After a chaotic, unpredictable season in college basketball, March could be madder than ever

After a chaotic, unpredictable season in college basketball, March could be madder than ever
Michigan State players celebrate after defeating Purdue in the Big Ten Conference tournament championship game Sunday. (AJ Mast / Associated Press)

There are plenty of theories about the chaos that has descended upon college basketball this season.

The new 30-second shot clock might be to blame. Or it could a shift in officiating.


With six different teams having occupied the No. 1 spot in the Associated Press media poll since November, some fingers have pointed at an unpredictable freshman class.

Only one thing seems certain:

When the NCAA tournament starts this week, March should be madder than ever.

"It's a bizarre year," Michigan State Coach Tom Izzo told reporters. "It's got everybody screwed up, from writers to coaches to players to fans."

The tournament has always been unpredictable — that's a big part of its appeal.

The single-elimination format lends itself to upsets, hot streaks and unlucky bounces. No top-seeded team has ever lost a first-round game, but there have been a few close calls and second- and third-seeded teams that have stumbled.

Several trends in the game could make the traditional powerhouses even more vulnerable when play begins later this week. Just look at what happened during the regular season.

The revolving door at No. 1 included North Carolina, Kentucky, Michigan State, Kansas, Oklahoma and Villanova. No one could hold onto the top spot for more than a few weeks at a time.

Joe Castiglione, chairman of the NCAA's tournament selection committee, points out this happened only once before in the history of the weekly rankings. And, he says, "the madness goes much deeper than just the top of the poll."

A regular season filled with upsets gave way to conference tournaments in which more than a dozen No. 1 seeds fell last week. Basketball statistician Ken Pomeroy wonders if the new shot clock — shortened by five seconds — might explain some of the parity.

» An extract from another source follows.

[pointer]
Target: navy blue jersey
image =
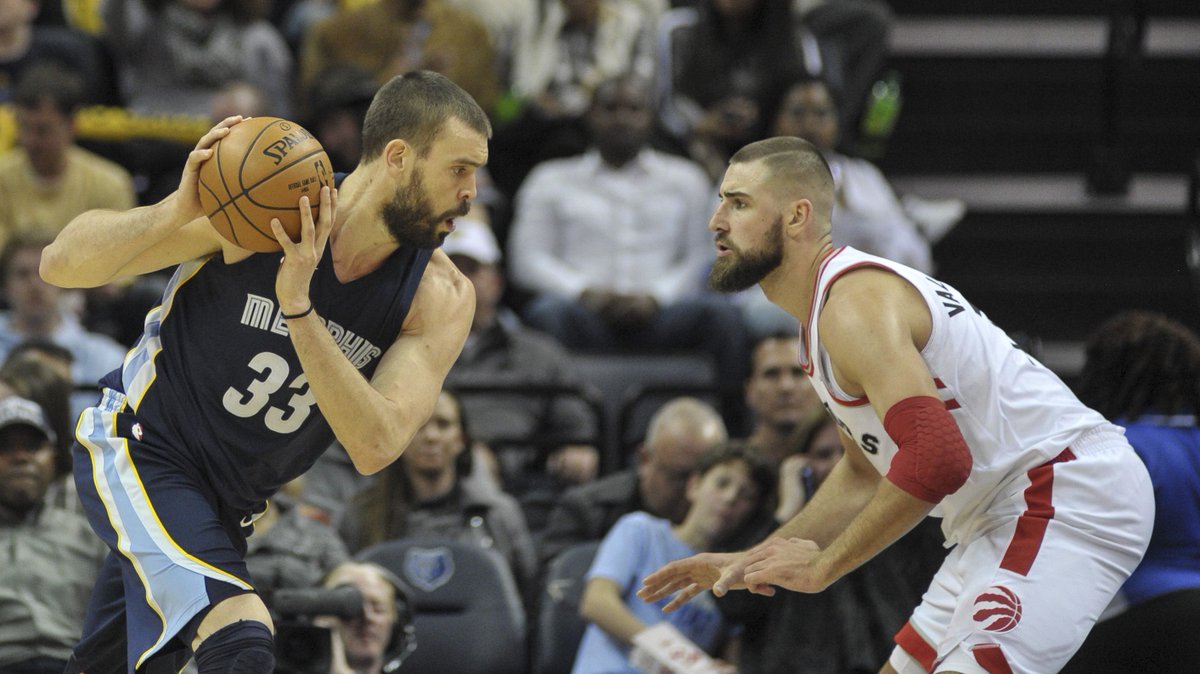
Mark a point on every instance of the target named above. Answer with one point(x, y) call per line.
point(216, 384)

With less time to hold onto the ball, possessions have increased by an average of four per team per game, he said. That may not sound like much, but it can make a difference in the closing minutes.

"It allows for the possibility of more comebacks," said Pomeroy, who publishes his analytics on "It's harder to take the air out of a game."

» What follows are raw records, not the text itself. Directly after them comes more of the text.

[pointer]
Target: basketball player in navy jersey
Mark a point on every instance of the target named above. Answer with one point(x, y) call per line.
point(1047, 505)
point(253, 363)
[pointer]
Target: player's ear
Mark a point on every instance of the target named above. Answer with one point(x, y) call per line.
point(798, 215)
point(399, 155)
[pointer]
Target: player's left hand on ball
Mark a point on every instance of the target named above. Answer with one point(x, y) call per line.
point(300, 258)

Consider that teams are shooting 35.4% from three-point range this season. The previous high was 34.5% back when the three-point line was a full foot closer to the basket.

A few more looks could make a big difference for a dark horse such as Akron, which ranks second in the NCAA in three-pointers.


Offense got another boost this winter with referees told to blow more whistles for hand-checking.

A similar officiating shift two seasons ago had little effect on scoring. This time around — with the earlier directive re-emphasized — freer movement on the court has produced an average increase of 5.3 points per team.

So Indiana and USC — two of the many teams that are scoring more than a year ago — will be banking on offense at tournament time. After years of headlines bemoaning a steady decline in total points, even the slightest uptick is just what college basketball needed.

"This year is completely wide open," said Kevin Bradley, sports book manager for the gaming site. "There could be a lot of teams looming in the middle of the pack."

Adding to this unpredictability is a freshman class that has not performed to expectations.

The consensus top recruit, Ben Simmons, played well but his Louisiana State team was mediocre and didn't make the tournament. Other newcomers muddied the waters by turning their backs on the traditional powers.

Jaylen Brown, California's second-leading scorer with an average of 15.0 points per game, chose the Golden Bears over Kentucky and North Carolina. Caleb Swanigan rescinded a verbal commitment to Michigan State and enrolled at Purdue, where he is averaged 10.3 points and 8.3 rebounds and made the Big Ten's all-freshman team.

Talent is spread a little more evenly across the country.

"Honestly, 15 to 20 teams are good enough" to win it all, Izzo said.

Gamblers and office-pool players now have an opportunity to guess at which middle-of-the-pack school might catch fire at the right moment. And Las Vegas sports books have a potential nightmare on their hands.

Heading into the weekend, Bovada listed Kansas and Michigan State as co-favorites but Bradley frets over his picks.

"I literally update them every day," the oddsmaker said. "It's a stressful thing to do."

There is still a chance that a traditional powerhouse, such as a healthy Kentucky, will put a conventional ending on this strange season.

But March Madness has a way of messing with the analytics of the game, producing results that just don't add up. If this year's heightened volatility holds true to form, a 16th seed might finally defeat a No. 1.

Looking at all the upsets this season — including UCLA's victory over then-top-ranked Kentucky in December — Izzo doesn't expect the tournament seeding to mean much.

"A lot of teams are the same," said the Michigan State coach, whose Spartans are seeded No. 2 in the Midwest Regional. "Never have I seen a year like this."